Кое-что я уже здесь знаю.

С зоотехником Люсей я, например, встречался прошлым летом, тогда еще слыхал о ней. И теперь, когда мы после нескольких километров мокрого леса выезжаем на полевую дорогу и вскоре останавливаемся у крайнего домика еще сонной деревни, я узнаю этот домик и заранее, глазами памяти, вижу его молодую хозяйку.

«Газик» наш остановился у забора, за которым над мокрыми грядками кое-где торчат вялые от сырости подсолнухи и вишни с остатками недавней воробьиной роскоши — последними недоклеванными ягодами.

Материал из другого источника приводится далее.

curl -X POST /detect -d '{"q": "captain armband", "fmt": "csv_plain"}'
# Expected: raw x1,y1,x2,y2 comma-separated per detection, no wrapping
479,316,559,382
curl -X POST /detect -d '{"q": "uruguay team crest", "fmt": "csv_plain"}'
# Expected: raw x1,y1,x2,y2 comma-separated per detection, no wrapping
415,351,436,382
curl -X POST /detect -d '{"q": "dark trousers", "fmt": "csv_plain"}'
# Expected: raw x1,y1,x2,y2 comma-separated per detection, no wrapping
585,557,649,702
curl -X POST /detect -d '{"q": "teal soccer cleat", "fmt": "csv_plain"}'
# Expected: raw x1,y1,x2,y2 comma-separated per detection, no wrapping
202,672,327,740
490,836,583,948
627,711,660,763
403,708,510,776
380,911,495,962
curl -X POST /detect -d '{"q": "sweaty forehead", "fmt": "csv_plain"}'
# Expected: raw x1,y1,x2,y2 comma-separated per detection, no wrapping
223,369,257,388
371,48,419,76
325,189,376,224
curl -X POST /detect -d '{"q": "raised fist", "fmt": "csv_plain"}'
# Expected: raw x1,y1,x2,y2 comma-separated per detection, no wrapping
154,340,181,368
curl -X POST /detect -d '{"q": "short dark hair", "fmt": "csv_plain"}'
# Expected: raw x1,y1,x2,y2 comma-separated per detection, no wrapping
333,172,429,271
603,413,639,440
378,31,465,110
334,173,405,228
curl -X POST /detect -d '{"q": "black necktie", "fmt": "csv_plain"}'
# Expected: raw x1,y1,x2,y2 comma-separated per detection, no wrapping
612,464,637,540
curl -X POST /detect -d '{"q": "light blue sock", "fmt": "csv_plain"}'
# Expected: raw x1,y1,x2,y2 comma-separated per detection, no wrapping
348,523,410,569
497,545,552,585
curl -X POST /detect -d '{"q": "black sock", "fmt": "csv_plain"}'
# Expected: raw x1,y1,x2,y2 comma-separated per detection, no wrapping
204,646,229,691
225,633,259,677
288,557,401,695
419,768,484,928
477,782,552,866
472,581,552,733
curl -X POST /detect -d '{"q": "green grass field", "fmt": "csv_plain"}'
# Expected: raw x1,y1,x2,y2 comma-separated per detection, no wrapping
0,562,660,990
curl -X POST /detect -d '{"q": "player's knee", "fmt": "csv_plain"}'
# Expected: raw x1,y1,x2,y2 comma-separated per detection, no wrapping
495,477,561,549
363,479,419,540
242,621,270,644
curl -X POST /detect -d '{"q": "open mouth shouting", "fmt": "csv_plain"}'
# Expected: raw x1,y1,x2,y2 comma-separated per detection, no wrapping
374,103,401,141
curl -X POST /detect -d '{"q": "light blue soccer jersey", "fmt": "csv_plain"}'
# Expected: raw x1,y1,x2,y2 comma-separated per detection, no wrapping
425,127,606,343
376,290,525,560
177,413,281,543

Люся выходит из домика то ли на сдержанный зов нашей машины, то ли заметив ее в окно еще до сигнала. В накинутой стеганке, в белом платочке, с приветливой улыбкой. Веселая и работящая. Этого мало. Такие уже бывали. Так же, как и ее жилье — уже не изба с лучиной, а ладный, покрашенный охрой домик под шиферной крышей, с телеантенной над ним, с электричеством и газом на службе у хозяйки,— так же и хозяюшка не просто ласковая, ладная молодица, а заведующая фермой и студентка-заочница.

Пока они ведут свою будничную, деловую беседу, я, мне кажется, незаметно любуюсь Люсей и вспоминаю две странички ее биографии. Выпускной вечер в десятилетке, «голубой вальс», когда бойкая выпускница осмелилась и вывела на круг самого председателя, такого культурного, только что из района. А после разговора с ним задумалась девчина: а не остаться ли ей, на самом деле, в своей деревне телятницей? И горе молоденькой телятницы вспомнилось. Как одна из ее буренушек, по обычаю лесных коров, удрала в чащобу — телиться. Трое суток искала ее Люся. Сначала просто ходила по лесу, звала да плакала, а потом догадалась и начала ждать корову у водопоя, около лесной речушки. И дождалась. Уже с теленочком.